Multiple endogenous variables – now what?!

Diligent reader Daniela Falzon, who works at  the World Bank (in France . . . or Washington, DC) writes us with the following interesting problem concerning multiple endogenous variables in 2SLS:

I am estimating Y = b0+ b1*X1 +b2* X2 + b3*X1*X2 + X3

Y is a dummy variable
X1 is a dummy variable and endogenous,
X2 is continuous and endogenous
X3 is a set of additional control variables.
I am running ivreg2 and so I just dump in the three endogenous variables and  the instruments and of course I get very weird coefficients/results. And even if they were not weird, I would not be sure on how to interpret them.
Do you have a better idea of how I should do it or should I just focus on the interaction term and instrument it?
Or Could you please indicate me where in  your book “Mostly Harmless Econometrics”  I should get the answer?

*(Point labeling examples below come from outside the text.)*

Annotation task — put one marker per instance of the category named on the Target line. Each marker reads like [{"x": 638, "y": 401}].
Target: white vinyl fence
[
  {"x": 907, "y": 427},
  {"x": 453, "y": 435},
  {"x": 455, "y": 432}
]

Many thanks in advance for your response and best regards,

thanks for your question Daniela.  Models with multiple endogenous variables are indeed hard to identify and the results can be hard to interpret.

So we don’t usually like to see them – for one thing it’s not clear why you’re tackling two causal questions at the same time; one is hard enough.
You may have noticed that the only model with more than one endogenous regressor in MHE is the peer effects regression (equation 4.6.6, based on Acemoglu and Angrist, 2000).  Here we have both individual and state-level schooling endogenous in a wage equation.

But we are really only interested in the peer effect in this case – the effect of state average schooling. Individual schooling is there because we realize that any instrument for average schooling must also be correlated with individual schooling.  We therefore try to fix this violation of the exclusion restriction by treating individual schooling as endogenous as well. This is the best reason for having a second endog variable that I can think of.  And the model may work – in the case of schooling we have enough instruments.  But not very often, I would think.

More generally, it doesn’t make sense to think of one endogenous variable as a “control” when looking at the effects of another, at least not a good one (in the sense in which we use the terms good and bad control in chapter 3).  So any time someone shows me a problem with more than one endogenous variable, my first question is always: why?